Notre Dame's got the stadium and fan support, but the academics are what really drew me to that school. The football, yeah, it attracted me because it's Notre Dame football, but it wasn't really that; it was the academics first. It's a prestigious degree, especially if you come back to Chicago - it's the largest alumni group in the country in Chicago for Notre Dame, so it's really easy to find a job here in Chicago. I live in Evanston, my dad works for a school district in Skokie, and my mom, a nurse, grew up in Chicago her whole life, so I'm a real born-and-bred Chicagoan.

Stanford:
Also, just like Notre Dame, the thing that attracted me the most was the academics, it being nicknamed or given the title of "The Ivy League of the West." That's just like what I really was looking for in any school. I guess when they started the school they got some of the Ivy League professors from Harvard, Yale, all those schools, to come to Stanford, and they never went back because usually you don't go back from California when you visit; that's what most people say. Really the academics compelled me the most.

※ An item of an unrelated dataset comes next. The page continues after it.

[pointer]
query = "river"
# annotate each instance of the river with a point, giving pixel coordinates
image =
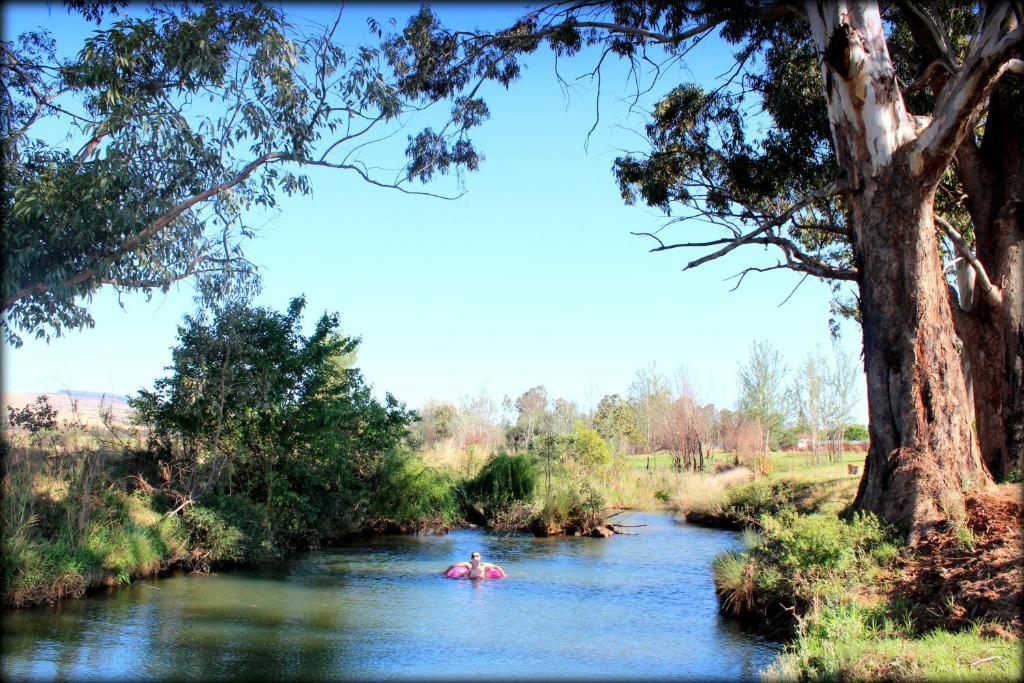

The climate -- I actually like cold weather, so not that big of a deal, but the campus is beautiful and there's that Nor-Cal scenery. It's one of the most beautiful things I've ever seen. It's just beautiful and big. I didn't know it's that big; that's why it's called "The Farm." There are lots of trees and not a lot of students there in that big amount of space, so you can spread out, which I think is kind of nice.
The coaches are nice people, all nice and all friendly. When I went there, basically all the coaches knew my name and said hi to me. That just shows it's not one side of the ball's coaches, they all know you, both sides of the ball know you as a player, so that's kind of good. I want to interact with everyone on the football team, not just your side of the football, and I think some schools probably leave that out a little bit. Some coaches are not interested in guys on the other side of the football.